13. Doug Sulliman - 631 games played
14. Brian Propp - 1016 games played, 425 career goals
15. Brad McCrimmon - 1222 games played
16. Jay Wells - 1098 games played
17. Duane Sutter - 731 games played
20. Michel Goulet - 1089 games played, 548 career goals, Hockey Hall of Fame
21. Kevin Lowe - 1254 games played, 6 Stanley Cups
When a first round can produce 11 1000+ games played players out of 21 selections, that's amazing. Even more amazing: this draft produced 6 more 1000+ games players:
40. Dave Christian, 41. Dale Hunter, 42. Neal Broten, 44. Guy Carbonneau, 48. Mark Messier, 69. Glenn Anderson.
And several players close to 1000 games, including 27. Brent Ashton (998 gp), 30. Mark Hardy (915 gp), 66. John Ogrodnick (928 gp), 103. Thomas Steen (950 gp), 112. Doug Crossman (914 GP) and 120 Mike Krushelnyski (897 gp).

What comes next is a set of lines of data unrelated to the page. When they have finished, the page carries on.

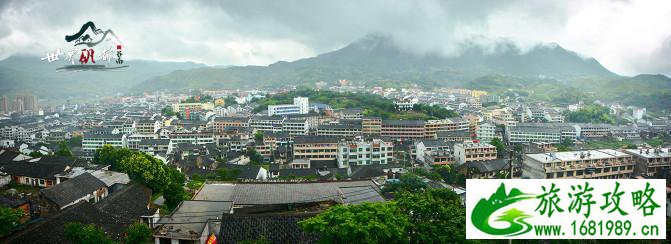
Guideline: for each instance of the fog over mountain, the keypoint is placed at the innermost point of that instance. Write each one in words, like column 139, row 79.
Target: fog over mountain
column 627, row 37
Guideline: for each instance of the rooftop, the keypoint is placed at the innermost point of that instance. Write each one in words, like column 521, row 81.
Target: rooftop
column 284, row 193
column 576, row 155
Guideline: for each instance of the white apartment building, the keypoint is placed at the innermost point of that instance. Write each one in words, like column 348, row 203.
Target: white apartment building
column 474, row 151
column 486, row 132
column 362, row 152
column 597, row 164
column 190, row 138
column 296, row 126
column 93, row 141
column 301, row 106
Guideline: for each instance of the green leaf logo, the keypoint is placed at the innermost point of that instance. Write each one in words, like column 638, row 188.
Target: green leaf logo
column 486, row 207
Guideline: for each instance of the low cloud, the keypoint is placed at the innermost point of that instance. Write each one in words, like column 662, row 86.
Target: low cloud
column 628, row 37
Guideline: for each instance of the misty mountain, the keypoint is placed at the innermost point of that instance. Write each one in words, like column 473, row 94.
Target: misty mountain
column 28, row 74
column 377, row 59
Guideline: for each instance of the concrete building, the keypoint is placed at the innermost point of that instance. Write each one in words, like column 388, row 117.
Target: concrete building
column 403, row 129
column 315, row 148
column 181, row 107
column 363, row 152
column 474, row 151
column 588, row 130
column 93, row 141
column 486, row 132
column 267, row 123
column 597, row 164
column 301, row 106
column 147, row 126
column 296, row 126
column 196, row 138
column 220, row 123
column 540, row 132
column 649, row 161
column 433, row 152
column 432, row 127
column 371, row 126
column 340, row 130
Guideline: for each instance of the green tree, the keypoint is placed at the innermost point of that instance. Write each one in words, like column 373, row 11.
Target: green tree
column 148, row 170
column 168, row 112
column 258, row 136
column 63, row 150
column 565, row 145
column 9, row 219
column 138, row 233
column 255, row 157
column 174, row 194
column 228, row 174
column 501, row 149
column 360, row 223
column 85, row 234
column 435, row 216
column 108, row 155
column 260, row 240
column 407, row 182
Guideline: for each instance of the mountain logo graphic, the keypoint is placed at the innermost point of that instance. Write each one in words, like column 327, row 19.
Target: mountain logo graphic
column 485, row 208
column 87, row 33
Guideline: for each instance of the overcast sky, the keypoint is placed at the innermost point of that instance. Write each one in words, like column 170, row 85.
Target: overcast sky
column 628, row 37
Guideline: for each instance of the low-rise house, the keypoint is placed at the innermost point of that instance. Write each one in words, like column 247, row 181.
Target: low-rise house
column 33, row 173
column 192, row 221
column 651, row 162
column 84, row 187
column 113, row 215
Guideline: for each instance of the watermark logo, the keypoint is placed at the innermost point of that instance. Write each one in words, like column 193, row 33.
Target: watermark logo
column 484, row 210
column 96, row 49
column 566, row 209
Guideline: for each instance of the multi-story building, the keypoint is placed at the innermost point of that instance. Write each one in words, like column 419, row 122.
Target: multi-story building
column 626, row 132
column 220, row 123
column 93, row 141
column 486, row 132
column 301, row 106
column 474, row 151
column 181, row 107
column 296, row 126
column 650, row 162
column 432, row 127
column 266, row 123
column 339, row 130
column 454, row 136
column 371, row 126
column 363, row 152
column 315, row 148
column 598, row 164
column 433, row 152
column 21, row 132
column 403, row 129
column 351, row 114
column 589, row 130
column 540, row 132
column 147, row 126
column 197, row 138
column 4, row 104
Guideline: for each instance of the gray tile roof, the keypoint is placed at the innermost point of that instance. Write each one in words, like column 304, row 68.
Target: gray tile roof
column 284, row 193
column 73, row 189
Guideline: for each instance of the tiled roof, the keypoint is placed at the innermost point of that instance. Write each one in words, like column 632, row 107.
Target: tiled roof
column 73, row 189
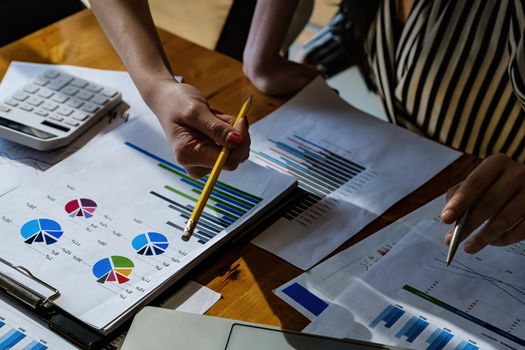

Of the 126 players selected, an astonishing 103 (over 81%) played in the NHL. Other notable players include Tomas Jonsson, Lindy Ruff, Pelle Lindbergh, Mats Naslund, Tim Hunter, Rick Wamsley, Keith Crowder, Rollie Melanson, Jim Peplinski, Ray Neufeld, Anton Stastny, Dirk Graham, Alan Haworth and Tim Watters.
So why was this draft so prolific? It was essentially two drafts in one. For the first time since 1974, the NHL allowed the drafting of underage players. This draft also included the influx of underage players from the WHA, which had merged with the NHL in the spring of 1979. In its final season, the WHA had signed numerous teenagers, and their development had been accelerated by their opportunity to enter pro hockey so early. The NHL never had a chance to draft these players.
Three players posed problems for this draft: Wayne Gretzky and Mark Messier played in the WHA as 17 year olds and would normally have been too young to enter the NHL in 1979. Tom McCarthy was a junior player whose birthday was just shy of the draft date, which would have forced him to wait one more year. McCarthy threatened legal action.
In Gretzky's case, the NHL avoided a draft dilemma by letting Edmonton retain his rights from its WHA franchise. Although why the NHL would rape the WHA teams like they did but allow them to keep the crown jewel is something I never understood.
Messier, however, was coming from a defunct WHA team (Cincinnati) and had to join a new one in the NHL. The NHL made 18 year old Messier eligible for this draft, and all 18 year olds would be made eligible the following year, with the provision that if they could not make the jump to the NHL immediately then they would be returned to their junior clubs.
The NHL solved the McCarthy legal threat by holding the draft in August, just after McCarthy's birthday, in order to make him eligible.
The late draft date, the latest in NHL draft history, forced the NHL to hold a small draft of just 126 players. This created free agent opportunities for other junior players. In all, 31 prospects were signed as free agents, including Dino Ciccarelli, Tim Kerr, J-F Sauve, Ron Flockhart and Dave Pichette.
On the interesting side, Minnesota used pick 111 to draft Brian Gualazzi. Gualazzi never played in the NHL and later attended Dalhousie University to become a crown attorney in his hometown of Sault Ste. Marie, Ontario. While playing junior hockey for the Soo Greyhounds, Gualazzi unsuspectingly made a big impact on hockey history when he refused to give up his jersey number 9 to a 16 year old rookie, forcing the rookie to switch from his cherished number. That rookie? #99 Wayne Gretzky.